Barely a week after an alarmist BBC report warned that Bengaluru will be the next city to run out of water, the Cauvery verdict comes as a relief. Yet, the allocation of an additional 4.75 TMCFt of water for the city does little to reverse a disturbing trend: Lack of any serious, concerted attempt to recharge the groundwater table, rejuvenate lakes and treat and reuse its waste water.
Backed by well-researched studies, scientists have clearly indicated that if a well structured recharge-recycle-reuse policy is in place, Bengaluru can potentially be a water-surplus city. But half-hearted measures with little planning have left the city in an inglorious mess. To make it worse, over 40% of the Cauvery water supplied in the city is lost due to inefficient distribution and pilferage.
Antiquated plumping system
The BBC report had dubbed the city's plumbing system as 'antiquated' and in need of an urgent upheaval. Citing a 2014 study, the report also observed that the city loses over half of its drinking water to waste. The Bangalore Water Supply and Sewerage Board (BWSSB) has since clarified that the extent of Unaccounted For Water (UFW) is now down to 39%.
Ironically, the 'going dry' warning comes for a city that receives an estimated 700-850 mm annual rainfall. Last year's rains alone broke several decades-old records. Harvesting this rain efficiently will be enough to meet almost 70% of the city's water requirements, notes Dr T V Ramachandra from the Indian Institute of Science. His reports have repeatedly driven home this point.
But rainwater harvesting is not limited just to rooftops of individual houses. To make a real impact, the lakes should be rejuvenated so that rainwater is retained within. This should aid recharging of the groundwater, says Dr Ramachandra. "In 1800, Bengaluru had 1,452 water bodies in the existing 741 sqkm area of BBMP. Today, we still have 193 such water bodies, almost one in each BBMP ward. Efforts should start locally to retain water," he explains.
Meteorological data indicate that the rainfall in Bengaluru is on the rise. This is a recent phenomenon, as A R Shivakumar, Principal Scientific Officer at IISc's Karnataka State Council for Science and Technology informs. "Hundred years of rainfall statistics puts the average annual rainfall at 929 mm and 57 rainy days in Bengaluru. Considering the average roof area available for rooftop rainwater harvesting per property at 110 sqm, the potential for rooftop RWH is 81,752 Million Litres (at 80% collection efficiency).
There is no dearth of plans to rejuvenate lakes and push RWH in a big way. But ground reality is far from rosy. Funds earmarked for rejuvenating lakes and recharging groundwater have disappeared. Roads and pathways are being asphalted or concretised without leaving enough space for rainwater to seep in. It is estimated that every year, at least 23 TMCFt of rainwater goes down the drain.

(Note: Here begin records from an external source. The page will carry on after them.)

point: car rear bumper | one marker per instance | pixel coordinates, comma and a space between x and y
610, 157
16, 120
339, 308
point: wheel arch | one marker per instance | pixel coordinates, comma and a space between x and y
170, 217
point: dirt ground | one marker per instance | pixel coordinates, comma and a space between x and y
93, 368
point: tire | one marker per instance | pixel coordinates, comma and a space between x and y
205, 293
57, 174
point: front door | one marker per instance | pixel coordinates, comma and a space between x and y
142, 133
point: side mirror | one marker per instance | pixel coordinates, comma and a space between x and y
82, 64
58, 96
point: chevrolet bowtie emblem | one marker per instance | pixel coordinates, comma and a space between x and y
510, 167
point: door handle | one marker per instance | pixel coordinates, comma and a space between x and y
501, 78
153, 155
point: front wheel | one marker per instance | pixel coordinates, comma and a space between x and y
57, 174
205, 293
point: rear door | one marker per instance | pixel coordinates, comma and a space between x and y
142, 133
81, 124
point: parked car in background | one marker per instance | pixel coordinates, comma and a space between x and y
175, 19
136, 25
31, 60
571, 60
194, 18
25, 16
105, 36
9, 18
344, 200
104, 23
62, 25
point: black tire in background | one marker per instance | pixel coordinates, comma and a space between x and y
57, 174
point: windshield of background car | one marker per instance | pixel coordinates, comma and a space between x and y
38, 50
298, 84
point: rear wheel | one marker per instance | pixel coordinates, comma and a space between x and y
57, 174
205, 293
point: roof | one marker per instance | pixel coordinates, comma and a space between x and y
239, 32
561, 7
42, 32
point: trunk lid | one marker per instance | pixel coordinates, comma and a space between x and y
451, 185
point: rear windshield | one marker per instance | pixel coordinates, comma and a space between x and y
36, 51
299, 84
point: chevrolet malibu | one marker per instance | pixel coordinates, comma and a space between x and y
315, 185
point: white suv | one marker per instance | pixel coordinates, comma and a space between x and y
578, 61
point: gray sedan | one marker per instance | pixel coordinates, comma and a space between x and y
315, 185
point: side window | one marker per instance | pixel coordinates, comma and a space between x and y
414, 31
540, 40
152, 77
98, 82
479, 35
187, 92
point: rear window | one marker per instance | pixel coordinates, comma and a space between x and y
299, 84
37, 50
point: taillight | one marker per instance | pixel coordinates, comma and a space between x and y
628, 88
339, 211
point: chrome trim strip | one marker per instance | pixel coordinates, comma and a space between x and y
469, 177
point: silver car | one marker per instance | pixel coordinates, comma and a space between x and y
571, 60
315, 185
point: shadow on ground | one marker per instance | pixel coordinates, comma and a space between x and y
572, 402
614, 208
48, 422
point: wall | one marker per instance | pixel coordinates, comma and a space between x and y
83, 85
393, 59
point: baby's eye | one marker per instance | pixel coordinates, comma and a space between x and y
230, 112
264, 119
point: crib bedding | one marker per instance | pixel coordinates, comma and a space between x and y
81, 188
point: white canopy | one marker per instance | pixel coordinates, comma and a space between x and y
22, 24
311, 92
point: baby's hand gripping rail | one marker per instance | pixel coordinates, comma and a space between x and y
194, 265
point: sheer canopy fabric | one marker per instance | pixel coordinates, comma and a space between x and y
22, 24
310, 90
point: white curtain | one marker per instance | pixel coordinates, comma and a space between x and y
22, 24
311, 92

However, buoyed by the Cauvery verdict and anticipated inflow from future projects, BWSSB is upbeat. Days before the verdict, Bengaluru Development Minister K J George had informed that by 2023, the city will get an additional 775 MLD (Million Litres Daily) from the Cauvery allocation. This will now go up. Besides, the Yettinahole project will provide another 193 MLD by 2021.
Also on the government's agenda is a project to draw water from the Linganamakki dam across the Sharavathi river. Articulating this confidence, BWSSB chairman Tushar Girinath says by 2031, even if Bengaluru's population grows to two crore, the freshwater supply per person will be around 88 litres per day. Water loss will be an estimated 25%.
But the dependence on groundwater in areas not served by BWSSB's Cauvery water has already done enough damage. Over a decade after they were brought under the BBMP's jurisdiction, 110 villages around the erstwhile Bangalore Mahanagara Palike (BMP) are still without Cauvery water connection.
In all these years, thousands of borewells have been drilled by residents, water mafia dons and BBMP corporators, dangerously depleting the groundwater table. In Mahadevapura, Whitefield, K R Puram, Bommasandra and other peripheral areas, water is not found even at depths of 1,500ft. Besides, as geologists say, groundwater below 30 metres are highly prone to chemical pollution.